- Abstract: Although generative adversarial networks (GANs) have enabled us to convert images from one domain to another similar one, converting between different sensory modalities, such as images and sounds, has been difficult. This study aims to propose a network that reconstructs images from sounds. First, video data with both images and sounds are labeled with pre-trained classifiers. Second, image and sound features are extracted from the data using pre-trained classifiers. Third, multimodal layers are introduced to extract features that are common to both the images and sounds. These layers are trained to extract similar features regardless of the input modality, such as images only, sounds only, and both images and sounds. Once the multimodal layers have been trained, features are extracted from input sounds and converted into image features using a feature-to-feature GAN. Finally, the generated image features are used to reconstruct images. Experimental results show that this method can successfully convert from the sound domain into the image domain.
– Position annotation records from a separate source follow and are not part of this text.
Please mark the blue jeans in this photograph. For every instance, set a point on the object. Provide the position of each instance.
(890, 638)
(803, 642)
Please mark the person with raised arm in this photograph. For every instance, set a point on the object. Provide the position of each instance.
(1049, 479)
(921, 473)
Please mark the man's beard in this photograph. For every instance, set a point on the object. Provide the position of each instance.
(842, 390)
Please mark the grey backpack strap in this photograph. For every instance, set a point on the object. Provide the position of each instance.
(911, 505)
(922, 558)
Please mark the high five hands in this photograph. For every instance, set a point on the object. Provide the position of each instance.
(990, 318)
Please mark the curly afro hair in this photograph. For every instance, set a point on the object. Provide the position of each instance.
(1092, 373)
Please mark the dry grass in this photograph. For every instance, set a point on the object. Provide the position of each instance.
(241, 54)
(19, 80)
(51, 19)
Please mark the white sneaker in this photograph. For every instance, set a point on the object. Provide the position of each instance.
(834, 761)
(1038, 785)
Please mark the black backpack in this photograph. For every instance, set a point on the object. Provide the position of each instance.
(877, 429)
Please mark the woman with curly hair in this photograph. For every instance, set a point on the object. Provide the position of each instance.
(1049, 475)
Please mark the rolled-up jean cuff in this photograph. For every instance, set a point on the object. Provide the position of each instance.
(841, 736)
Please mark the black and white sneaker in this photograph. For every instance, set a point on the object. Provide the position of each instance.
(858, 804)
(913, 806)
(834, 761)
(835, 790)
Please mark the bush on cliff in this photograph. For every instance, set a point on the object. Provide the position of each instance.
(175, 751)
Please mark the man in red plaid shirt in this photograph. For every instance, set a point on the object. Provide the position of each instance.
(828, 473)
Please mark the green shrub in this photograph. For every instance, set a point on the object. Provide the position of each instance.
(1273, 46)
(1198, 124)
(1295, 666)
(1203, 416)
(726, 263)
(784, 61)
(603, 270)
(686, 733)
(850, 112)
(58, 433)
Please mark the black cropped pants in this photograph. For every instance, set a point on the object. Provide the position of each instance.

When we applied a pre-trained classifier to both the generated and original images, 31.9% of the examples had at least one of their top 10 labels in common, suggesting reasonably good image generation. Our results suggest that common representations can be learned for different modalities, and that proposed method can be applied not only to sound-to-image conversion but also to other conversions, such as from images to sounds.
- Keywords: deep learning, machine learning, multimodal, generative adversarial networks
- TL;DR: We propose a method of converting from the sound domain into the image domain based on multimodal features and stacked GANs.